Pendant 30 ans, l’homme a été à la tête d’un groupe de photographes collectionneurs de scoops. Ils fabriquaient les « covers » des plus grands magazines du monde. Et puis, le gestionnaire méticuleux des intérêts de Sygma a été emporté, non par une révolution qu’il avait anticipée, mais par la faiblesse de sa force.
Sa force, c’est le travail.
« Henrotte » comme beaucoup l’appellent est un travailleur acharné, aussi exigeant pour lui-même que pour les autres. C’est la force d’un meneur d’hommes par l’exemple, par la rigueur, pas par le verbe. Ce qu’aujourd’hui on qualifie de patron « à l’ancienne ». Et c’est cette qualité, qui à la fin des années 90, le perdra.
Face aux besoins considérables d’investissements que requiert le passage pour Sygma de l’artisanat à l’ère industrielle des contenus numériques, il ne trouvera pas les appuis indispensables. Chassé de « son » agence, il aura la tristesse de voir Sygma s’affaiblir, se faire vendre, dépecée et « piétiner » par un géant venu de l’informatique et de la finance.
Quand, je le rencontre au « Café des 3 obus », à côté de l’agence Sipa, c’est un homme triste. Face à mon intention d’écrire ce dossier-anniversaire, il réplique : « Sygma ne fêtera pas ses quarante ans !»

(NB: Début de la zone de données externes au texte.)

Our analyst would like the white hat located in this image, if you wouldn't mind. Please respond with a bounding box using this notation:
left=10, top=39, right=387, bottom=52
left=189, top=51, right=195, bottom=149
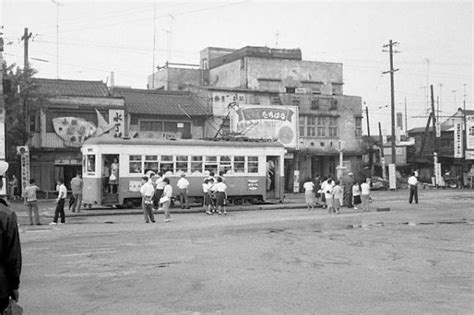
left=0, top=161, right=9, bottom=176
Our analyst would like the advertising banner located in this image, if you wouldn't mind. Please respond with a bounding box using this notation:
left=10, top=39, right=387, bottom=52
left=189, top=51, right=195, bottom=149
left=454, top=122, right=464, bottom=158
left=388, top=163, right=396, bottom=189
left=230, top=105, right=299, bottom=149
left=466, top=115, right=474, bottom=149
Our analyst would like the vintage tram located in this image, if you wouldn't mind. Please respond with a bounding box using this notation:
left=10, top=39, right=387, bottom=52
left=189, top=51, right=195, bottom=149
left=81, top=137, right=285, bottom=208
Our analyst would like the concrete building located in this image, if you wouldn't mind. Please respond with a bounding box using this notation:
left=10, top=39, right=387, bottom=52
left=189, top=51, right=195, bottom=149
left=148, top=46, right=363, bottom=190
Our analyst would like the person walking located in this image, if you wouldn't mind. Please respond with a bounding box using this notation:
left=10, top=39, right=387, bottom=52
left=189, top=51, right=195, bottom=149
left=160, top=177, right=173, bottom=222
left=303, top=178, right=315, bottom=211
left=352, top=181, right=362, bottom=210
left=140, top=176, right=155, bottom=223
left=332, top=180, right=344, bottom=214
left=408, top=172, right=419, bottom=204
left=50, top=179, right=67, bottom=225
left=360, top=178, right=371, bottom=212
left=176, top=174, right=190, bottom=209
left=213, top=176, right=227, bottom=215
left=23, top=179, right=41, bottom=225
left=0, top=161, right=22, bottom=314
left=70, top=173, right=83, bottom=213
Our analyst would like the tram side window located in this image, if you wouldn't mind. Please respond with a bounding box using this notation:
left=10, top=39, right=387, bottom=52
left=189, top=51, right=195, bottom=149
left=234, top=156, right=245, bottom=173
left=191, top=156, right=203, bottom=174
left=176, top=156, right=189, bottom=175
left=248, top=156, right=259, bottom=174
left=144, top=155, right=158, bottom=174
left=204, top=156, right=218, bottom=175
left=160, top=155, right=174, bottom=175
left=86, top=155, right=96, bottom=173
left=219, top=156, right=232, bottom=174
left=129, top=155, right=142, bottom=174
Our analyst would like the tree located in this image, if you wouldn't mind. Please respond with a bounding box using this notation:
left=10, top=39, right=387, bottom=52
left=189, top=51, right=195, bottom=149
left=2, top=60, right=40, bottom=164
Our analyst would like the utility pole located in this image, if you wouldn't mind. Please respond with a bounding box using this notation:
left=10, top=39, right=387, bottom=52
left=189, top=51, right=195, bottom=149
left=378, top=122, right=386, bottom=180
left=51, top=0, right=62, bottom=78
left=21, top=27, right=32, bottom=145
left=365, top=105, right=371, bottom=137
left=404, top=97, right=408, bottom=136
left=151, top=0, right=156, bottom=89
left=383, top=40, right=399, bottom=164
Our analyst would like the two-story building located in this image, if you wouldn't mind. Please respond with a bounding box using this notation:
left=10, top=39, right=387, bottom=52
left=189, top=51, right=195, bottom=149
left=148, top=46, right=363, bottom=190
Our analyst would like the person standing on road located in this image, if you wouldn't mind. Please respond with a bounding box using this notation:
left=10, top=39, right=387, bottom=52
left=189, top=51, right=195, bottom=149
left=303, top=178, right=315, bottom=211
left=408, top=172, right=419, bottom=204
left=360, top=178, right=371, bottom=212
left=176, top=173, right=190, bottom=209
left=160, top=177, right=173, bottom=222
left=202, top=178, right=213, bottom=215
left=140, top=176, right=155, bottom=223
left=23, top=179, right=41, bottom=225
left=153, top=171, right=165, bottom=211
left=0, top=161, right=22, bottom=314
left=332, top=180, right=344, bottom=214
left=50, top=179, right=67, bottom=225
left=70, top=173, right=83, bottom=213
left=9, top=175, right=19, bottom=200
left=352, top=181, right=362, bottom=210
left=321, top=176, right=335, bottom=212
left=213, top=176, right=227, bottom=215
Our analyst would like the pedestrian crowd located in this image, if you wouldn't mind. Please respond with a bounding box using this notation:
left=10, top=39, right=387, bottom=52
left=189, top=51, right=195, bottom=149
left=303, top=173, right=373, bottom=213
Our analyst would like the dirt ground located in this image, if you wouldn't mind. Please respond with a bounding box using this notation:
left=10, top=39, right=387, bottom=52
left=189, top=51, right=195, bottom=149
left=14, top=189, right=474, bottom=314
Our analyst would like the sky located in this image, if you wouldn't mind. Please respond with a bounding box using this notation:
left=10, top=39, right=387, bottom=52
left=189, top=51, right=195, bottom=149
left=1, top=0, right=473, bottom=135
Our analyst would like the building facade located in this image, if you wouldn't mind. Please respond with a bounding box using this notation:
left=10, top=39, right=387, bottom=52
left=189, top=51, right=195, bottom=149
left=27, top=78, right=126, bottom=191
left=148, top=46, right=363, bottom=191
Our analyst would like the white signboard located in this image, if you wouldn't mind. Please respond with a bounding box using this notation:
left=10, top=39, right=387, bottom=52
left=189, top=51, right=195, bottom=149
left=465, top=150, right=474, bottom=160
left=230, top=104, right=299, bottom=149
left=466, top=115, right=474, bottom=149
left=435, top=121, right=441, bottom=138
left=435, top=162, right=442, bottom=186
left=109, top=109, right=125, bottom=138
left=454, top=122, right=464, bottom=158
left=388, top=163, right=396, bottom=189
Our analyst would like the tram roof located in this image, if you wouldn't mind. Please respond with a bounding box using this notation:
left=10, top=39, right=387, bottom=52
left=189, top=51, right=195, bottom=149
left=83, top=137, right=285, bottom=148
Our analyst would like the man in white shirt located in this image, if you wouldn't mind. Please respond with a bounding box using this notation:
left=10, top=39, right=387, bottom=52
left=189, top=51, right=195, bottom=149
left=140, top=176, right=155, bottom=223
left=176, top=174, right=190, bottom=209
left=408, top=172, right=418, bottom=204
left=360, top=178, right=371, bottom=212
left=50, top=179, right=67, bottom=225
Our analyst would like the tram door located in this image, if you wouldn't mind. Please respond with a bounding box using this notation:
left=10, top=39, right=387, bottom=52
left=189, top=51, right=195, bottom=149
left=266, top=156, right=280, bottom=199
left=102, top=154, right=120, bottom=204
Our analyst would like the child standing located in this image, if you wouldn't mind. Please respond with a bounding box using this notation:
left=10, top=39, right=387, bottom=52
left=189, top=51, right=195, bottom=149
left=360, top=178, right=371, bottom=212
left=214, top=177, right=227, bottom=215
left=202, top=178, right=213, bottom=215
left=352, top=181, right=362, bottom=210
left=303, top=179, right=315, bottom=211
left=331, top=180, right=344, bottom=214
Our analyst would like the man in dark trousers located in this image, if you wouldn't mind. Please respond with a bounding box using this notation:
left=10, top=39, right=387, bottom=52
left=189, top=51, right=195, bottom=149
left=408, top=172, right=419, bottom=204
left=0, top=161, right=22, bottom=313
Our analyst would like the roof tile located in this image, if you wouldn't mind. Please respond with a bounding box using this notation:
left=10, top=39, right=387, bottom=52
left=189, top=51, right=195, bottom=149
left=32, top=78, right=110, bottom=97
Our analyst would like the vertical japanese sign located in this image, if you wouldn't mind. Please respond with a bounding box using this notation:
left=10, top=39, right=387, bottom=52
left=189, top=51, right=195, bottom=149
left=0, top=108, right=5, bottom=160
left=388, top=163, right=396, bottom=189
left=454, top=122, right=463, bottom=158
left=465, top=115, right=474, bottom=149
left=17, top=146, right=30, bottom=195
left=109, top=109, right=124, bottom=138
left=230, top=105, right=299, bottom=149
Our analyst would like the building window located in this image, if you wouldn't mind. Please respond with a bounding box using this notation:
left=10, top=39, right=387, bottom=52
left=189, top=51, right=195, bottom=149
left=307, top=116, right=316, bottom=137
left=355, top=117, right=362, bottom=137
left=299, top=116, right=306, bottom=137
left=329, top=99, right=338, bottom=110
left=140, top=121, right=163, bottom=131
left=29, top=114, right=36, bottom=132
left=328, top=117, right=338, bottom=137
left=311, top=99, right=319, bottom=110
left=317, top=116, right=327, bottom=137
left=286, top=87, right=295, bottom=94
left=332, top=84, right=342, bottom=95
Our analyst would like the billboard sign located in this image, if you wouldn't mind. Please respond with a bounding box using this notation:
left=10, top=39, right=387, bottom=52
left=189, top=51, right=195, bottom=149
left=230, top=105, right=299, bottom=149
left=454, top=122, right=463, bottom=158
left=466, top=115, right=474, bottom=149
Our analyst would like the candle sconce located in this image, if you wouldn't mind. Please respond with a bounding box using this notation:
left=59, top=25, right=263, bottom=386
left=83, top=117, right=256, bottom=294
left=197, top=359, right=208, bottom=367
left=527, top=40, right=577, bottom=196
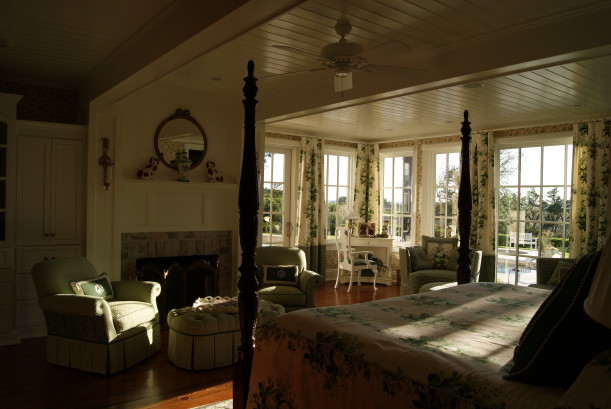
left=98, top=138, right=114, bottom=190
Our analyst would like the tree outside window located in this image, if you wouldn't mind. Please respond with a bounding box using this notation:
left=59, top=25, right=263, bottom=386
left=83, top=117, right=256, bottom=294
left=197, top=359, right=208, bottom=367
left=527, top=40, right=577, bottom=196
left=324, top=153, right=351, bottom=239
left=381, top=156, right=413, bottom=241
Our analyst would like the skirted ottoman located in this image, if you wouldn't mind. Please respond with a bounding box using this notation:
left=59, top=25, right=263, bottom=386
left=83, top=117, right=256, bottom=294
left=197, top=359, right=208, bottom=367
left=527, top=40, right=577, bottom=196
left=167, top=296, right=285, bottom=370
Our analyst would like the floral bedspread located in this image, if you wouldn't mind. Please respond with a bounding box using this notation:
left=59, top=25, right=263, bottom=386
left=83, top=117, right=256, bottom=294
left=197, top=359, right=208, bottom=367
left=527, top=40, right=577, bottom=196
left=247, top=283, right=568, bottom=409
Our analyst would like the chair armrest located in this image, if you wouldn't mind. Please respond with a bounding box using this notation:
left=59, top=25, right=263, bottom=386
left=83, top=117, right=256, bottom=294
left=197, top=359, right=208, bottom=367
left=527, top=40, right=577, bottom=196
left=38, top=294, right=111, bottom=317
left=38, top=294, right=118, bottom=342
left=112, top=280, right=161, bottom=304
left=298, top=269, right=324, bottom=308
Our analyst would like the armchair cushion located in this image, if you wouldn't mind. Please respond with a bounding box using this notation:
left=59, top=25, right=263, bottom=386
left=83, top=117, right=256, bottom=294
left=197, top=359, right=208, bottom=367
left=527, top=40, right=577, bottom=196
left=408, top=246, right=433, bottom=271
left=109, top=301, right=157, bottom=332
left=71, top=273, right=114, bottom=300
left=546, top=261, right=574, bottom=286
left=262, top=265, right=299, bottom=286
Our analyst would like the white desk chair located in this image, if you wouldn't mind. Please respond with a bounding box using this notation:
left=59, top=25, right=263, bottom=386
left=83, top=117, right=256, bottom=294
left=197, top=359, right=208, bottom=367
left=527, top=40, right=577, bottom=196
left=335, top=226, right=378, bottom=292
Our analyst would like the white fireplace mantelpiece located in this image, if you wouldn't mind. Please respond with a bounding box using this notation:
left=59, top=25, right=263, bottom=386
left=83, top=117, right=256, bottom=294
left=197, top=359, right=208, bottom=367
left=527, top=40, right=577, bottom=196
left=117, top=180, right=239, bottom=297
left=119, top=180, right=238, bottom=232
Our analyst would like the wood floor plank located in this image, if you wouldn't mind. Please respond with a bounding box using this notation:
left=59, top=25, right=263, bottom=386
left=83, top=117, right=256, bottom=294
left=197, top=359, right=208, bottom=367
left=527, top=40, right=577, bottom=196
left=0, top=281, right=399, bottom=408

Comme j’insistais, il a accepté de répondre à une deux questions par écrit.
Quarante ans après quel est votre état d’esprit ?
Comme un bateau qui s’éloigne au large jusqu’à disparaitre au loin totalement, en laissant ses marins à quai… C’est ce qui s’est passé avec Corbis. La société Sygma a été dissoute il y a trois ans pour tenter d’échapper aux différents procès qui s’accumulaient contre Corbis-Sygma. Depuis toute production a été abandonnée pour ne gérer que les archives.
Ce 13 mai, Sygma aurait dû fêter ses quarante ans. Hélas, le bateau a disparu, ses photographes, pour beaucoup, aussi. Je ressens une énorme tristesse, un gigantesque gâchis quand je pense à ce que nous étions et à ce que nous aurions pu être aujourd’hui.
La formidable machine qu’était Sygma, promise à un avenir prodigieux grâce à son avance technologique, a été broyée parce qu’aucun de ses actionnaires n’a cru, il y a quinze ans, au numérique et n’a pas voulu investir comme ils s’y étaient engagés.
Mais avant le naufrage, vous avez connu beaucoup de succès, quels sont les plus marquants ?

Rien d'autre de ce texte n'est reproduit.